I've seen a lot of discussion about adding simple sugar syrup to recipes. What is simple sugar syrup? Is it just maple syrup, or something else? Can it be purchased at a grocery store?


----------



## Luc (Mar 28, 2011)

Simple sugar syrup is something you can easily make yourself.

Take 1 part water and add 1 part sugar.
Then put to a boil to dissolve the sugar. When dissolved store in bottles.

At least that is the way I make it.
There are others that use a different mixture:
1 Part water and 2 parts sugar.

I use the first mixture as it is easy to calculate with when making wine.
Going to do a story on this on my weblog in the near future.
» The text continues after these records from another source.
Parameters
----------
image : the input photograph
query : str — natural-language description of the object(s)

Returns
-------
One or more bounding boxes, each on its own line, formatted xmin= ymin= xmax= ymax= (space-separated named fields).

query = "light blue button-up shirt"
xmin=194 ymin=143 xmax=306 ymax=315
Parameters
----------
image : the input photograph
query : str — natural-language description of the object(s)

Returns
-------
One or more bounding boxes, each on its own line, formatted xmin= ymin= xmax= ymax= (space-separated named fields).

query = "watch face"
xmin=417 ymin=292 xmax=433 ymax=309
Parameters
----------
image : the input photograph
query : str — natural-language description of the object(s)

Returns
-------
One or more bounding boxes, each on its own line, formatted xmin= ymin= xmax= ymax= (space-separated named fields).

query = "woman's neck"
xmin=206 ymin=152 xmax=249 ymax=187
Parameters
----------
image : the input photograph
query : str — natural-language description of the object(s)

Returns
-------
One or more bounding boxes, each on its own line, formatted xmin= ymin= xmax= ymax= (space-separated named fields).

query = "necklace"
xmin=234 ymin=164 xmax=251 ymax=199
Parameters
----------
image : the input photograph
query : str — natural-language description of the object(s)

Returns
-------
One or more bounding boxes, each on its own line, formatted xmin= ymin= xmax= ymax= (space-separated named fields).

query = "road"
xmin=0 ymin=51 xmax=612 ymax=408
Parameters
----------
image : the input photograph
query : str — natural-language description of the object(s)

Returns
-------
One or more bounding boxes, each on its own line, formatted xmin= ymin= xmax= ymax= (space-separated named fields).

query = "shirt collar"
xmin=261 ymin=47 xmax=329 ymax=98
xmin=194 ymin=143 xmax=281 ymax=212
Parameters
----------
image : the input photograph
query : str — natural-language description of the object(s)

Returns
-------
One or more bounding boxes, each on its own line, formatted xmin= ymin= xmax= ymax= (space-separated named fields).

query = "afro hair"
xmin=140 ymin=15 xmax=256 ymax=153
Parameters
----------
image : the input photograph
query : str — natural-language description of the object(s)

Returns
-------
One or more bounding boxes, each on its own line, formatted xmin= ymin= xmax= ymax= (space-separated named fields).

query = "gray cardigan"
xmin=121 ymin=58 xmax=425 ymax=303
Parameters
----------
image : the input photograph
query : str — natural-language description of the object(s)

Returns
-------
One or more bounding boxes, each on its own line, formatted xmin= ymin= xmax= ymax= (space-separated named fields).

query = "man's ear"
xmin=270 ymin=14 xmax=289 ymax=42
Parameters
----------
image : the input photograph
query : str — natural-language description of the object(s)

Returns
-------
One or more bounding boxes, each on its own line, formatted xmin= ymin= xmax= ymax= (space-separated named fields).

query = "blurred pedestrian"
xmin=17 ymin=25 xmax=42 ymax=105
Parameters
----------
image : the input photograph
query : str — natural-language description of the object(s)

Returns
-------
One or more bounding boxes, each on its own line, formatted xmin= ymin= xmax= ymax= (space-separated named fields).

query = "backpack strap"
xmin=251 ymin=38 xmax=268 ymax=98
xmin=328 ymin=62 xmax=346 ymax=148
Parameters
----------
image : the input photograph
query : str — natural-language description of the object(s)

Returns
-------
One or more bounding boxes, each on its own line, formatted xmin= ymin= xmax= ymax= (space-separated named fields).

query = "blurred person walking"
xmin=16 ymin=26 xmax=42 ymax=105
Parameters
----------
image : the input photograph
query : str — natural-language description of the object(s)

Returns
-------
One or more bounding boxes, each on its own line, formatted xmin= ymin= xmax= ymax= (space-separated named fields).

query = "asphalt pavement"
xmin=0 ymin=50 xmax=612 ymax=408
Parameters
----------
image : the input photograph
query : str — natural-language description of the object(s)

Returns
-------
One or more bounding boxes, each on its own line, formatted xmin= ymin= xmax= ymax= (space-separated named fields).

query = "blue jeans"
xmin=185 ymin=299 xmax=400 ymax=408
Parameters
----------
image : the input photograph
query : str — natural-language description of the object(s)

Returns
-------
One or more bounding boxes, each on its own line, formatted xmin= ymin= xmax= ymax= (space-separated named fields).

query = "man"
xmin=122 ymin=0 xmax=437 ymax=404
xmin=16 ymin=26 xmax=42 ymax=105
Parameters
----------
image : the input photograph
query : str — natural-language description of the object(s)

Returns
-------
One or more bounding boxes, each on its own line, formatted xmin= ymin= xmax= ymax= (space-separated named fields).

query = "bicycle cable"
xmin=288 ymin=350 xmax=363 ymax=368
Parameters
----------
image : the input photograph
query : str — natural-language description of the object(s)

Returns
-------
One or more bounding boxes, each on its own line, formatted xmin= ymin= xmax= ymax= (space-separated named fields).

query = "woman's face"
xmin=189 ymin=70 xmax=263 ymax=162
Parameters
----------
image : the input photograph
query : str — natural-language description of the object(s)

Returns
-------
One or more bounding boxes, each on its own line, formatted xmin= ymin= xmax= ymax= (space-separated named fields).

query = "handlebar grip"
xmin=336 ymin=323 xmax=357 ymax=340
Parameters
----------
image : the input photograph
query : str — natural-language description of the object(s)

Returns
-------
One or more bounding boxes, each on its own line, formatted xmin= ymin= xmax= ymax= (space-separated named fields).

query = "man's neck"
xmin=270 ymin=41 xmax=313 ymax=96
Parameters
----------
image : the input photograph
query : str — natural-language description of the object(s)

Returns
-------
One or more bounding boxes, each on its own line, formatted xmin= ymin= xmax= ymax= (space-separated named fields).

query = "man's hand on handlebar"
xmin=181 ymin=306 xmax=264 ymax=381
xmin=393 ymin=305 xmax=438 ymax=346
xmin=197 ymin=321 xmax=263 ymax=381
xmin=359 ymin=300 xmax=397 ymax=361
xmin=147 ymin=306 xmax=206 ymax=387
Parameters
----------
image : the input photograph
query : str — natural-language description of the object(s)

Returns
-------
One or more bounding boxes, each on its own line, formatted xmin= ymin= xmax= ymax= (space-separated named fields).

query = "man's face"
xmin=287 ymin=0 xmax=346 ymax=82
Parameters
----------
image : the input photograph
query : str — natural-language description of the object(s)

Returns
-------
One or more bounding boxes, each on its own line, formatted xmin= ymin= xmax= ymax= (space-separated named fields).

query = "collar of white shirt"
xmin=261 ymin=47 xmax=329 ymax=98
You can use it to add sugar to a must and at the same time bringing acid down.
You can also use it for sweetening a finished wine.

Luc


----------



## Flem (Mar 28, 2011)

Luc said:


> Simple sugar syrup is something you can easily make yourself.
> 
> Take 1 part water and add 1 part sugar.
> Then put to a boil to dissolve the sugar. When dissolved store in bottles.
> ...



Luc, How long can it be stored in bottles? Won't it become rancid over time?


----------



## JordanPond (Mar 28, 2011)

Google searches suggest that you simple syrup will last from 3 to 6 months up to forever.


----------



## Eyeguy (Mar 28, 2011)

*Simple syrup options*

I am a newbie to actual wine making..let that be said>
I recently used my 6 gal carboy when I intended to use my 5 gal so i needed to top up about 1/2 gallon. Unfortunately I did not have similar wine handy and the stores had already closed. I have read this and this is what I did>
You can either top up with Simple sugar similar in SG to your INITIAL must OR top up with simple sugar similar to your current wines SG. Now the second option is a bit silly unless you are racking when the SG is over 1.000 which would not be as common in grape wine.
Does anyone use these options ever for grape wine or mostly just fruit wines? I assume with grapes people keep wine on hand for topping.


----------



## sly22guy (Mar 28, 2011)

if you add sugar it is going to raise both your sg & your alcohol content. If its finished and you've add'ed your sorb & sulfate its going to sweeten your wine. I've never heard of adding simple syrup to "top up". only for back sweetening. 

I recommend racking to the proper size carboy if one is not available here are some alternatives, you could use marbles to take up the extra space, similar wine, or a similar juice. Also if you have a better bottle you can take a ratchet strap or belt and tighten it up slightly to take up the extra space. Be careful to not over tighten as you can crush these. obviously you should use care and realize there is only so much space you can displace.


----------



## Luc (Mar 28, 2011)

Flem said:


> Luc, How long can it be stored in bottles? Won't it become rancid over time?



Months !!!

I make mine in large quantities and store it in 5-liter bottles.

Never had any spoiling on me.

Luc


----------